EV・規模感・分散
ブラックジャックでは優位性は小さく、変動は大きいのが重要な点です。以下の数値は規模感であり、保証ではありません。
基本戦略(カウントなし)
- 一般的な 6D / H17 / DAS / 3:2 ルールでは、ハウスエッジはおよそ 0.4%-0.7% です。
- S17 に変えると、通常プレイヤーにとってさらに約 0.1%-0.3% 有利になります。
- 6:5 blackjack は通常かなり不利なのでおすすめしません。
規模感として、1 ハンド 1 unit なら -0.5% は長期的に 200 ハンドで約 1 unit 負ける程度ですが、短期の変動は通常それより大きくなります。
基本戦略シミュレーション
以下は基本戦略のみ、カウントなしで約 500,000 ラウンド走らせた結果です。全体 ROI は -0.70%、EV / 100 ラウンドは -7.90、SD / 100 ラウンドは 114.84 です。
この数値は前の規模感に近く、カウントしない場合 ROI は負で、長期的にはハウスエッジに削られます。
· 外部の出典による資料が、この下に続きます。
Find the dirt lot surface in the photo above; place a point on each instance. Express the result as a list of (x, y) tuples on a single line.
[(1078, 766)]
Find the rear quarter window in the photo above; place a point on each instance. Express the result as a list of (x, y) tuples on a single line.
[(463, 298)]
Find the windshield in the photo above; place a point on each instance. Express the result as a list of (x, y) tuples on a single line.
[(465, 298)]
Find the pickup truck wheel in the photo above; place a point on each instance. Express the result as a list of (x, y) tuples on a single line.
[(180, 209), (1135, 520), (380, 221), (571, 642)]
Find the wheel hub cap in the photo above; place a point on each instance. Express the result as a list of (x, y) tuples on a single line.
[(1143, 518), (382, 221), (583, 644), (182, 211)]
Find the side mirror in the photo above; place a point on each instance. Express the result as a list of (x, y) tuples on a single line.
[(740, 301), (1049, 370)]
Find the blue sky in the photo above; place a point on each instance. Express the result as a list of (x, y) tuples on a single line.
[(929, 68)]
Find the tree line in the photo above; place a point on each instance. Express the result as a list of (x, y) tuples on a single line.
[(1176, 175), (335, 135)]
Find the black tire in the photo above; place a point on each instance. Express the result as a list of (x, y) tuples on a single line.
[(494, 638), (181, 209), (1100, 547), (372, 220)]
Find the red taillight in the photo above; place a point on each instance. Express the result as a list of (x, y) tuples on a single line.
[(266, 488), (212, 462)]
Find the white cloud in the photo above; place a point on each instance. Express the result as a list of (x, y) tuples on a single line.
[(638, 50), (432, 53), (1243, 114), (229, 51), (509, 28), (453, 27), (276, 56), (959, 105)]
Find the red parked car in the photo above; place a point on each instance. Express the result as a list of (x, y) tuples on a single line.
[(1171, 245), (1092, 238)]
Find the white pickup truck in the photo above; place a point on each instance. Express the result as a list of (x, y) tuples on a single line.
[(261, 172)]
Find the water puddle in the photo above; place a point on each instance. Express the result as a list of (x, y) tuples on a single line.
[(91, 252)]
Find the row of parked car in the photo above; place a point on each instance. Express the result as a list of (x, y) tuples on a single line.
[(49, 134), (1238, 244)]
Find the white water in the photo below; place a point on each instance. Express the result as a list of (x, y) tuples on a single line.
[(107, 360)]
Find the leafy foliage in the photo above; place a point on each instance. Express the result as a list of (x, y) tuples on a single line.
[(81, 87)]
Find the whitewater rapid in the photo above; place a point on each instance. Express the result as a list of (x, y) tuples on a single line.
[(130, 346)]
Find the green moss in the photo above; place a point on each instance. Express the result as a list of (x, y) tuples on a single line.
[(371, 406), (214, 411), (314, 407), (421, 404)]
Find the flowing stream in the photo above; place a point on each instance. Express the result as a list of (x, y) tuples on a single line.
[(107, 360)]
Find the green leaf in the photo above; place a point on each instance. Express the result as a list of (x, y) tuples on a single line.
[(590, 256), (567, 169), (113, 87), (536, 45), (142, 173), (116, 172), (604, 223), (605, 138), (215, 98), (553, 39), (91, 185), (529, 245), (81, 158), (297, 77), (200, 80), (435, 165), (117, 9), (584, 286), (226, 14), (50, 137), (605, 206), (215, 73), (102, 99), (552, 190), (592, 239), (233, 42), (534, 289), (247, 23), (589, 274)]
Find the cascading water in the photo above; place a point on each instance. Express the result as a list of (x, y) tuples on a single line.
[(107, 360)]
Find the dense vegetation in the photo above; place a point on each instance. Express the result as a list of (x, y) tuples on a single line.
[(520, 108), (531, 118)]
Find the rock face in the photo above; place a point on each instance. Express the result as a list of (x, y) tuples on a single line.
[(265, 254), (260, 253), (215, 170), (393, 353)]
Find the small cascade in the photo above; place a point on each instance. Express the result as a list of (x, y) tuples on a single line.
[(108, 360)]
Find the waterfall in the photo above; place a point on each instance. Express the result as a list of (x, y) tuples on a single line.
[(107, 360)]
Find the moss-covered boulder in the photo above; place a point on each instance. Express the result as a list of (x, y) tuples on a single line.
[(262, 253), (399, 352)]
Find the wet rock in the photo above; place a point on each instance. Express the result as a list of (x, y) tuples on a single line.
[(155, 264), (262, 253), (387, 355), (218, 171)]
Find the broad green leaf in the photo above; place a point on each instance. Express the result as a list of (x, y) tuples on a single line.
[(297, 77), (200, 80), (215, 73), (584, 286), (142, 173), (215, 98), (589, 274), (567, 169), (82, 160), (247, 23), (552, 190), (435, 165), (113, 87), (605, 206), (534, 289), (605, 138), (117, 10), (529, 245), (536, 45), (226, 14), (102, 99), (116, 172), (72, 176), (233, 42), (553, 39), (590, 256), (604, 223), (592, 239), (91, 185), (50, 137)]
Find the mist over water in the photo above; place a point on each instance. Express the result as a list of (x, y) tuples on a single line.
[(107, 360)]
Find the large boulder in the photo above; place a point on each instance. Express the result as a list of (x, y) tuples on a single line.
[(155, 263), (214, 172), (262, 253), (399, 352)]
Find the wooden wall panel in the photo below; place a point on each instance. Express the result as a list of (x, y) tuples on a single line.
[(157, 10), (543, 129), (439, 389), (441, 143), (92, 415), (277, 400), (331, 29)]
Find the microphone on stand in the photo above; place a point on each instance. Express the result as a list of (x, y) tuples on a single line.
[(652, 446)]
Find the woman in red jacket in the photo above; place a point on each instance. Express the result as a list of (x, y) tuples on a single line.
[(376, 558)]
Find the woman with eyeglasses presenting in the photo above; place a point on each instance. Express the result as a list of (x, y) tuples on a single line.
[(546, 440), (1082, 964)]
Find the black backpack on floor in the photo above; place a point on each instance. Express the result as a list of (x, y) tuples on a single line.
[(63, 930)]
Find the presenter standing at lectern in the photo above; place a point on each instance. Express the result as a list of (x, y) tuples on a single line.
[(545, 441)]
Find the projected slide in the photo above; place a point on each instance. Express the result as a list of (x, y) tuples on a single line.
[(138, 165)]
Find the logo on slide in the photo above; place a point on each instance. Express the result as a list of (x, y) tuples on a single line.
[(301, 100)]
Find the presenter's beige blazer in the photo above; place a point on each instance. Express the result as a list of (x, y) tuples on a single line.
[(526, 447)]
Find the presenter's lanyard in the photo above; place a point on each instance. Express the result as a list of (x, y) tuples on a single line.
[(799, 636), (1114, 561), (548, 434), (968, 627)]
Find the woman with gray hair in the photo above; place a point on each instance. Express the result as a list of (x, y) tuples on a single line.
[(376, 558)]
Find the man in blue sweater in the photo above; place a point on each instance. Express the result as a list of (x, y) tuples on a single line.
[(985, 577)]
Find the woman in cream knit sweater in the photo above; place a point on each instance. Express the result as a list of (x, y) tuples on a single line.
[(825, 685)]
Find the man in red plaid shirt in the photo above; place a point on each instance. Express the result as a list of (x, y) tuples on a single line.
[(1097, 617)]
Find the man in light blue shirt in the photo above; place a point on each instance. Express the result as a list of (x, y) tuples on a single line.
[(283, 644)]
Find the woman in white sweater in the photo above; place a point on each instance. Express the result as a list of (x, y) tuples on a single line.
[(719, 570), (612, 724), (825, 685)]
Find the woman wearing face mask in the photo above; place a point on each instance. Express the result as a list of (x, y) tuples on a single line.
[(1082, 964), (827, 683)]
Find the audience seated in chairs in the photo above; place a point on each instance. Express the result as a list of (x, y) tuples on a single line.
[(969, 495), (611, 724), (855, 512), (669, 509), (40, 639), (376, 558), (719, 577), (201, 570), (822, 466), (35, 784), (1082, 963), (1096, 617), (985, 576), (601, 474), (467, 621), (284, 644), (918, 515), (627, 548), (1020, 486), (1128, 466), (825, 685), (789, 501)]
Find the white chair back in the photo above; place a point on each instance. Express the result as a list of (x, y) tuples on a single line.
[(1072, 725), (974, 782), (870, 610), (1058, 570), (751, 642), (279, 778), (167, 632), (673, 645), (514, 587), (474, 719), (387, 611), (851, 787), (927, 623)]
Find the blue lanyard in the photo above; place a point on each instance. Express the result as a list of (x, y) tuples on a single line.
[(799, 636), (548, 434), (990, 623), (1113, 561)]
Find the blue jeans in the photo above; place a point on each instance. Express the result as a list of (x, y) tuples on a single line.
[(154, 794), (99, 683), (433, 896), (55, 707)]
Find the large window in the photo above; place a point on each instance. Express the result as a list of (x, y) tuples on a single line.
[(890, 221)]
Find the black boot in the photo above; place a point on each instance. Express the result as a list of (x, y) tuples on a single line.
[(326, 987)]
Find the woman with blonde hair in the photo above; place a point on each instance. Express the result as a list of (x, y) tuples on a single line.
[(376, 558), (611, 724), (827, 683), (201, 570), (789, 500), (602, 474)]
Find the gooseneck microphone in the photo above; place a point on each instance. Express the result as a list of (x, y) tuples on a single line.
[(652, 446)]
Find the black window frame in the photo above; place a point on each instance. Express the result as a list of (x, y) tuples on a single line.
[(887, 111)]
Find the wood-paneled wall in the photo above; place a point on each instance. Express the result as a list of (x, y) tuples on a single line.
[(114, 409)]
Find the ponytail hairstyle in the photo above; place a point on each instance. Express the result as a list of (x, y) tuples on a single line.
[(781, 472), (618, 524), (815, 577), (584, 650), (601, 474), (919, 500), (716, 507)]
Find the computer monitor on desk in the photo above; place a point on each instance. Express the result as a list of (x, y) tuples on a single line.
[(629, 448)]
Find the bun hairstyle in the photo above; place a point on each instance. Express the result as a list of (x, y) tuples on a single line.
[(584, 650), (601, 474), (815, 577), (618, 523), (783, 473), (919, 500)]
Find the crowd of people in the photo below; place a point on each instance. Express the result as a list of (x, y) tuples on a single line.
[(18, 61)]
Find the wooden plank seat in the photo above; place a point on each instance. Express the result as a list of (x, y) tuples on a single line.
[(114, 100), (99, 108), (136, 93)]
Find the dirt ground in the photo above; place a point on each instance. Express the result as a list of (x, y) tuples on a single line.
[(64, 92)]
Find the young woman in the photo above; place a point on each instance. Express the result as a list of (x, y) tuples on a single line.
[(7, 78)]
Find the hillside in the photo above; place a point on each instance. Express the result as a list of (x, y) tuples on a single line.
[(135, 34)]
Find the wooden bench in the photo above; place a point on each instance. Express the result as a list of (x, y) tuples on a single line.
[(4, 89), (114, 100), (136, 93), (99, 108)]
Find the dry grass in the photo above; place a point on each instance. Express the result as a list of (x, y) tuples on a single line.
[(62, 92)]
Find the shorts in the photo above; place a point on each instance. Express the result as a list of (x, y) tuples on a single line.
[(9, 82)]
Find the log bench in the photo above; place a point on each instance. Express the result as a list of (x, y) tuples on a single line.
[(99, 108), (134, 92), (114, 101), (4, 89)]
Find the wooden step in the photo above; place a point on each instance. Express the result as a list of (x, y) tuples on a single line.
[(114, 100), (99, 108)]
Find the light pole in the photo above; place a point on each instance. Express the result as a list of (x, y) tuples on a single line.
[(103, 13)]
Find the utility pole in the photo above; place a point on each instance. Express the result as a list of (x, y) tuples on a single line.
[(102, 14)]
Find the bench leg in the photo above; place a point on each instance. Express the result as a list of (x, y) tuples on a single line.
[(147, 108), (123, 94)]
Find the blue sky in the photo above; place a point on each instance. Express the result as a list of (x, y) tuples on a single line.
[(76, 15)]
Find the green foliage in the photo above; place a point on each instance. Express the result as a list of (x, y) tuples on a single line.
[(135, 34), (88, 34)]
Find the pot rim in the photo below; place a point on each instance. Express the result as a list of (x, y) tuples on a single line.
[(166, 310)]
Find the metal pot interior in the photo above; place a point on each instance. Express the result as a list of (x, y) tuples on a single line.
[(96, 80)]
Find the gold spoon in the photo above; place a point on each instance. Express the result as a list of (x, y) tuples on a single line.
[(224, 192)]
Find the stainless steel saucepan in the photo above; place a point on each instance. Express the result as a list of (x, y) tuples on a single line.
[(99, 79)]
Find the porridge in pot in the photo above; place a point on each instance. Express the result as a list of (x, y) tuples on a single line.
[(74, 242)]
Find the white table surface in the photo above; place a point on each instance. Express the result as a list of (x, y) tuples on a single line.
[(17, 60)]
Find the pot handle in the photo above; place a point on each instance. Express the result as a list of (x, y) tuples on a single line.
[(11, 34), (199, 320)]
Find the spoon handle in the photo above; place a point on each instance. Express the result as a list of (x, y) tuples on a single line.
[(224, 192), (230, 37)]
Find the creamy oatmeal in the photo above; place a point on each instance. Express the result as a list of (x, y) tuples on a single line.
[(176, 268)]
ただし SD / 100 は 114.84 あり、短期の勝敗は期待値より大きく動く可能性があります。
カウントを加える(Hi-Lo + ランプ)
- ルールが良く、ペネトレーションも悪くなく、TC に応じてベットを調整できる場合、全体の期待値は正になる可能性があります。
- 一般的な規模感は総ベット額の約 +0.3%-+1.5% です。
- プレイヤーが最も体感しやすいのは小さな優位ではなく、variance とラウンド数です。
実際の範囲は、ルール、ペネトレーション、テーブルリミット、bet ramp に大きく影響されます。
分散
ブラックジャックは小さな優位と大きな変動が同時にあるゲームで、短期の勝敗は多くの場合ノイズです。
- unit は基本ベット額です。
- 1 ハンドの一般的な変動は約 ±1.1-1.3 units です。
- edge が +1% だとすると、1 ハンドあたりの期待値は約 +0.01 unit ですが、1 ハンドの変動は約 ±1.2 units です。100 ハンドでは期待値は約 +1 unit しかなく、±12 units 程度の変動は十分普通に起こります。
アプリのシミュレーション統計
以下は Hi-Lo と Bet Ramp 2/4/6/8/12 を使い、500,000 ラウンド走らせた結果です。全体 ROI は +0.08%、EV / 100 ラウンドは +1.66、SD / 100 ラウンドは 315.10 です。
この数値は前述の規模感と対応します。ROI は正ですが +0.08% と小さい長期優位です。100 ラウンドあたりでは EV が +1.66、SD が 315.10 です。TC >= k では ROI が +1.22%、EV / 100 が 83.37 まで上がりますが、SD / 100 も 741.40 まで上がります。つまりカウントは長期期待値を改善しますが、短期は分散に支配されます。